Cuando la tarde estaba bostezando algunas sombras en el cielo, vino el milagro, sí, como cosa de Dios, de un momento a otro, salió Rouss y su olor a sándolo, indescriptiblemente, lo colmó todo. Caminaba despacio, como una delicada paloma en arrullo, como si de repente no caminase por las empedradas calles del Pueblo, sino por sobre nubes de seda, y su aroma, Dios, aah, su aroma, lo envolvía todo, todo. Tras ella vimos, escondidos entre las malezas, una sombra pequeña y peluda que iba brincando y echando ladridos.
_ ¡”Maya”! ¡”Maya”, no! _ ella reía haciéndole mimos al perro.
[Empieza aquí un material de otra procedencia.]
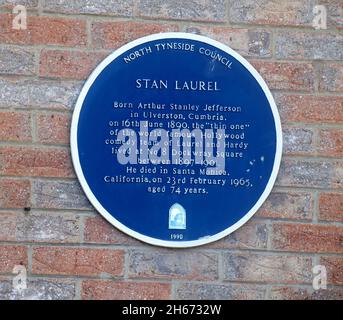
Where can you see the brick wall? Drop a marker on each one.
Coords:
(70, 252)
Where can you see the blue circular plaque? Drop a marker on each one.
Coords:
(176, 139)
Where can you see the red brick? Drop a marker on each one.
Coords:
(98, 230)
(298, 141)
(331, 143)
(246, 42)
(14, 193)
(24, 161)
(286, 75)
(109, 35)
(331, 77)
(44, 30)
(331, 207)
(281, 268)
(9, 4)
(173, 265)
(334, 268)
(15, 126)
(310, 109)
(53, 128)
(278, 13)
(49, 227)
(10, 256)
(110, 290)
(68, 64)
(288, 205)
(252, 235)
(307, 238)
(77, 261)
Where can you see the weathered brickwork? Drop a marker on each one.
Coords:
(47, 224)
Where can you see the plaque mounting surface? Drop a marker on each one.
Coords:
(166, 82)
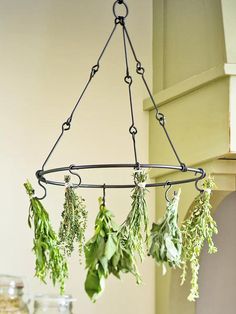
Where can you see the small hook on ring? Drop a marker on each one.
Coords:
(75, 174)
(45, 191)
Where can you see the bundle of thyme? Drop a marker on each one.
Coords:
(166, 245)
(49, 259)
(196, 229)
(99, 251)
(74, 221)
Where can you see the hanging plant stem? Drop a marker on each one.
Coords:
(99, 251)
(166, 238)
(49, 260)
(74, 221)
(196, 229)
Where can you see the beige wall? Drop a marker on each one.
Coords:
(46, 51)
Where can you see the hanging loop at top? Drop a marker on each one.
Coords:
(125, 9)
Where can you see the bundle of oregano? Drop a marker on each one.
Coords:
(134, 232)
(99, 251)
(49, 259)
(74, 221)
(197, 228)
(166, 239)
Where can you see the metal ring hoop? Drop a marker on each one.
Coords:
(125, 6)
(198, 175)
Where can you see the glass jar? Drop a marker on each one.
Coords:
(11, 295)
(53, 304)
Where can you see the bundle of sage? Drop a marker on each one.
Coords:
(197, 228)
(166, 239)
(74, 221)
(99, 251)
(130, 236)
(49, 259)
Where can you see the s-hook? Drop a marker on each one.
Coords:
(104, 195)
(168, 183)
(75, 174)
(200, 178)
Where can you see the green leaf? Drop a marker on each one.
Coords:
(94, 285)
(111, 246)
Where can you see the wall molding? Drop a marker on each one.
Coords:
(190, 84)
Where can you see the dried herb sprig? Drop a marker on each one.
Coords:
(134, 232)
(99, 251)
(196, 229)
(49, 260)
(166, 244)
(74, 221)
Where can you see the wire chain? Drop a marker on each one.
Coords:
(67, 124)
(128, 80)
(159, 116)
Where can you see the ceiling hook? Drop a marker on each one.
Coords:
(75, 186)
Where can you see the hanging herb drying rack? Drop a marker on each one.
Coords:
(114, 249)
(197, 173)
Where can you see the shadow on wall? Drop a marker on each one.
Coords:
(217, 273)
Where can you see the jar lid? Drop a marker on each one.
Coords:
(11, 281)
(52, 300)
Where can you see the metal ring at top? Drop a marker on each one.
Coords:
(125, 6)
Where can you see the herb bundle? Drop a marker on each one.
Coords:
(130, 235)
(49, 259)
(197, 228)
(99, 251)
(74, 221)
(166, 244)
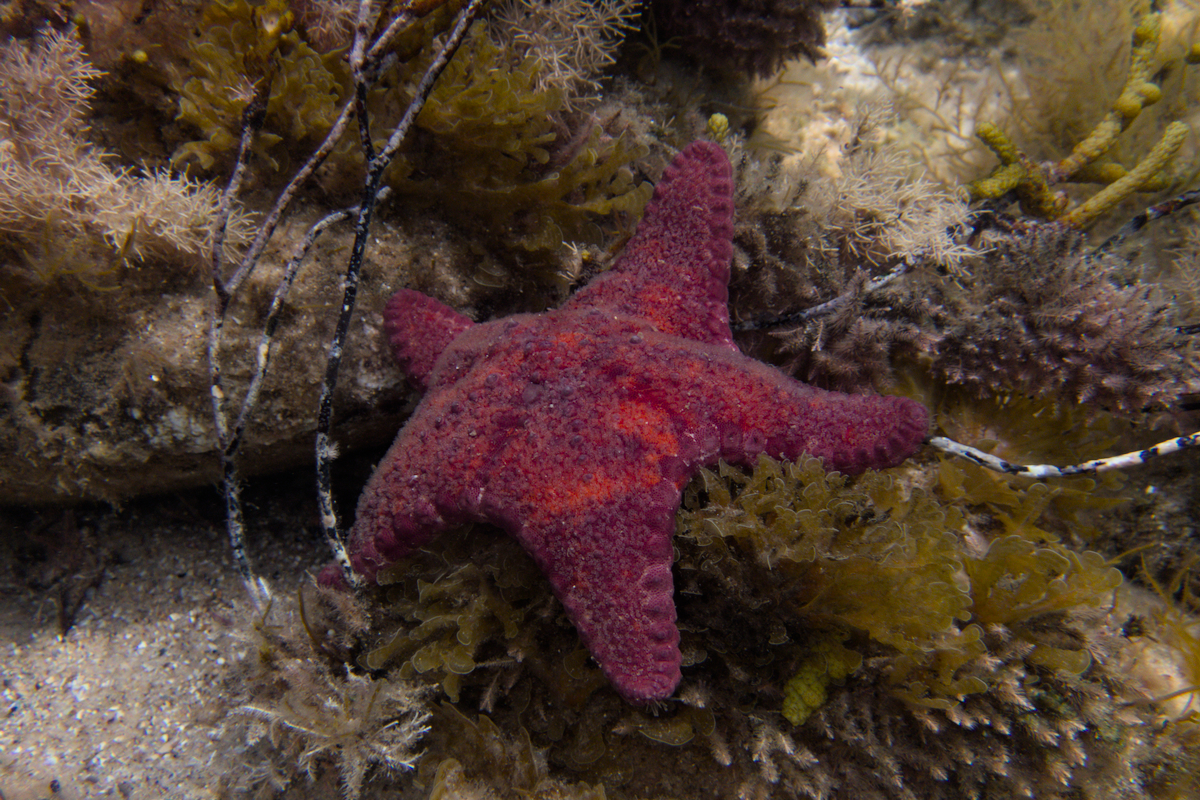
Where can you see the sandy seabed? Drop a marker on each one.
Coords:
(129, 702)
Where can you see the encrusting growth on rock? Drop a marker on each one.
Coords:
(577, 429)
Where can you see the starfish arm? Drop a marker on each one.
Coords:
(736, 408)
(419, 329)
(675, 271)
(611, 569)
(423, 487)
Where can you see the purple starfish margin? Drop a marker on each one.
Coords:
(576, 429)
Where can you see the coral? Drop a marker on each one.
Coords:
(755, 37)
(58, 194)
(616, 391)
(1032, 182)
(251, 53)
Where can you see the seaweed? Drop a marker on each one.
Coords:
(250, 56)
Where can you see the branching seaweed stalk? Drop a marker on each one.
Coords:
(365, 62)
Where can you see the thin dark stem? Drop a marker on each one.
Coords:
(376, 167)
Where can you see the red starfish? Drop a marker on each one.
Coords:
(577, 428)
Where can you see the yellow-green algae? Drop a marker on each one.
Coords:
(804, 596)
(240, 48)
(492, 149)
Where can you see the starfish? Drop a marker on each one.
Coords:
(576, 429)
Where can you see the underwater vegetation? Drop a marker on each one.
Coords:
(843, 638)
(931, 631)
(63, 203)
(1031, 181)
(754, 37)
(499, 146)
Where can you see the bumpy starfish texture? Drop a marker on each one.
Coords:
(577, 428)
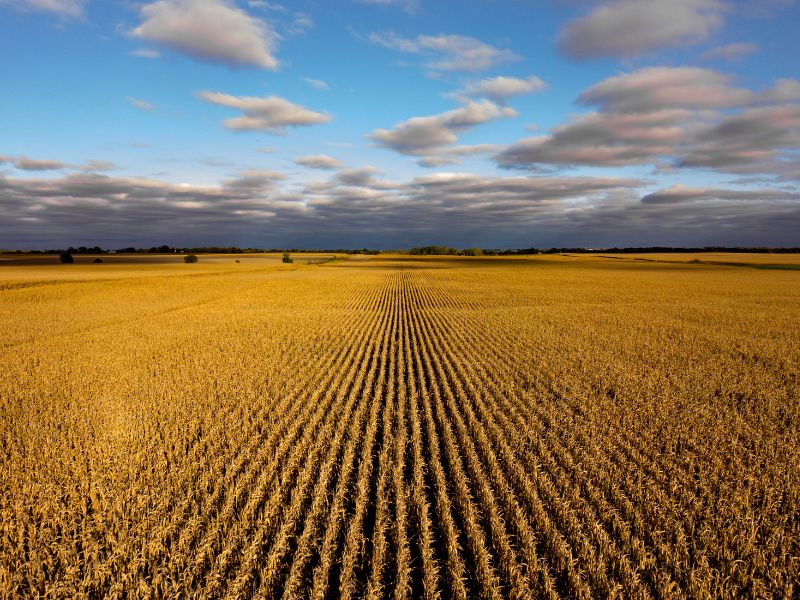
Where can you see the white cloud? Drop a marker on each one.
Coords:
(410, 6)
(317, 83)
(318, 161)
(785, 90)
(730, 52)
(681, 193)
(23, 163)
(301, 23)
(69, 9)
(271, 114)
(501, 89)
(654, 88)
(681, 117)
(359, 208)
(146, 53)
(140, 104)
(449, 52)
(214, 31)
(626, 28)
(422, 136)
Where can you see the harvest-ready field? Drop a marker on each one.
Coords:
(548, 426)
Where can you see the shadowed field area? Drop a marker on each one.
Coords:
(393, 426)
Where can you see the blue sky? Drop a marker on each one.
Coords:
(381, 123)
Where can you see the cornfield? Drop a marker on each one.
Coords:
(402, 428)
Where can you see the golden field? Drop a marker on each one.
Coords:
(545, 426)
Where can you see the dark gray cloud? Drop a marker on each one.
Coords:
(627, 28)
(731, 51)
(271, 114)
(753, 137)
(436, 135)
(318, 161)
(357, 207)
(23, 163)
(656, 88)
(67, 9)
(681, 193)
(447, 52)
(684, 117)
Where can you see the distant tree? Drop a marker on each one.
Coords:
(434, 251)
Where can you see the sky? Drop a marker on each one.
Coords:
(398, 123)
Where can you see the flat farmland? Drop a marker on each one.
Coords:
(401, 427)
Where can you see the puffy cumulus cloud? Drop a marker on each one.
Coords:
(410, 6)
(627, 28)
(420, 136)
(23, 163)
(785, 90)
(358, 208)
(599, 139)
(449, 52)
(69, 9)
(253, 181)
(730, 51)
(140, 104)
(452, 155)
(654, 88)
(754, 137)
(685, 117)
(214, 31)
(681, 193)
(271, 114)
(317, 83)
(501, 89)
(318, 161)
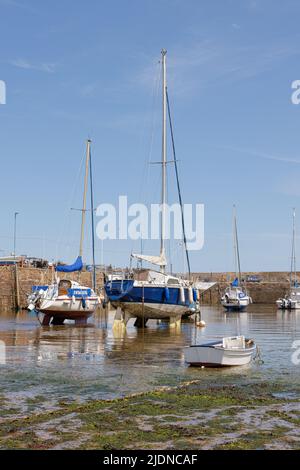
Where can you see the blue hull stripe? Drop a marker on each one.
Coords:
(126, 292)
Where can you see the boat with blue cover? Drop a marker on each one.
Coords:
(152, 293)
(67, 299)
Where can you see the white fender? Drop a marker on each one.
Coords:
(191, 298)
(181, 294)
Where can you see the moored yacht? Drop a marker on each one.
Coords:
(291, 300)
(66, 299)
(236, 296)
(148, 294)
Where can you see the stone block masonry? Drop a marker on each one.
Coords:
(29, 277)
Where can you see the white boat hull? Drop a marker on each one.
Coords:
(152, 310)
(236, 304)
(290, 305)
(209, 356)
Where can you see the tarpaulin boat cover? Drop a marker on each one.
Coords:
(77, 266)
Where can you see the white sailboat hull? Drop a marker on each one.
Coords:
(234, 303)
(152, 310)
(67, 305)
(217, 356)
(287, 304)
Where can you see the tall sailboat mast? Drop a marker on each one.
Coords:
(293, 257)
(164, 158)
(83, 216)
(236, 247)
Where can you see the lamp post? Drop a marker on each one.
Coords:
(15, 234)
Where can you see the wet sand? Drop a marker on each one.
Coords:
(92, 387)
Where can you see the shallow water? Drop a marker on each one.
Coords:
(63, 363)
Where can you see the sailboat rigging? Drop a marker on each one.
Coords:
(147, 293)
(66, 299)
(292, 300)
(235, 296)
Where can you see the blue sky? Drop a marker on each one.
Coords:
(77, 69)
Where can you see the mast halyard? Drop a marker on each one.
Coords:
(88, 149)
(93, 223)
(236, 247)
(293, 257)
(164, 159)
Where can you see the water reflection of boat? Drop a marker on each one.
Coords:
(231, 351)
(65, 299)
(149, 293)
(236, 296)
(291, 300)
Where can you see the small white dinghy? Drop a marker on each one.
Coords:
(230, 351)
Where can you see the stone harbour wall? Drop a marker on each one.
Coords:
(28, 277)
(272, 285)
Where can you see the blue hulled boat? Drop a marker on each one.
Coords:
(145, 294)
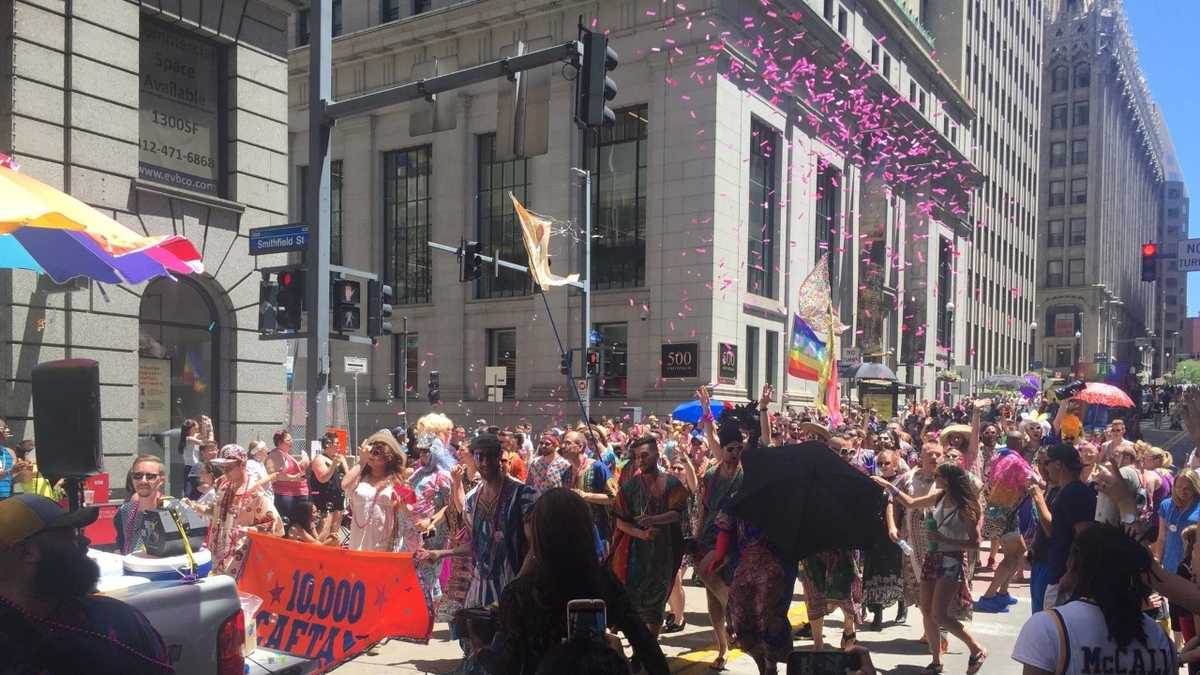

Ay, Dios, cómo queríamos ser perros por ese instante. “¿Perro?”, nos miramos sorprendidos. “¡Un perro! ¡Oh, no, un perro!”, y sentimos el dolor de vidrio molido de la angustia en el pecho; pero cómo, diablos, le íbamos a robar el beso tan jurado si ahora ella andaba custodiaba por un pulgoso perro. Sí, maldita sea, cómo, diablos, despistaríamos a ese peludo animal para robarle ese beso tan deseado, ¡cómo, Dios, cómo! Había que ponernos a idear algo, sí una idea, una buena idea. El “Mucharisa”, brazos cruzados, estaba absorto, en la busca de una de sus “brillantes” ideas; el “Pájaro”, como siempre, con los ojos rojos del insomnio, aprovechaba el tiempo para escribir cualquier tontera que según él llamaba poema; “Perro flaco” afinaba un ladrido nuevo para impresionar a Rouss el día que la tenga en frente y le cante sus verdades a los cuatro vientos, a Juan Fallopio se le colgaba la nariz de pura cólera como cucurucho maltrecho, y Ullon, como incienso, expelía un humillo endiablado de sus pies.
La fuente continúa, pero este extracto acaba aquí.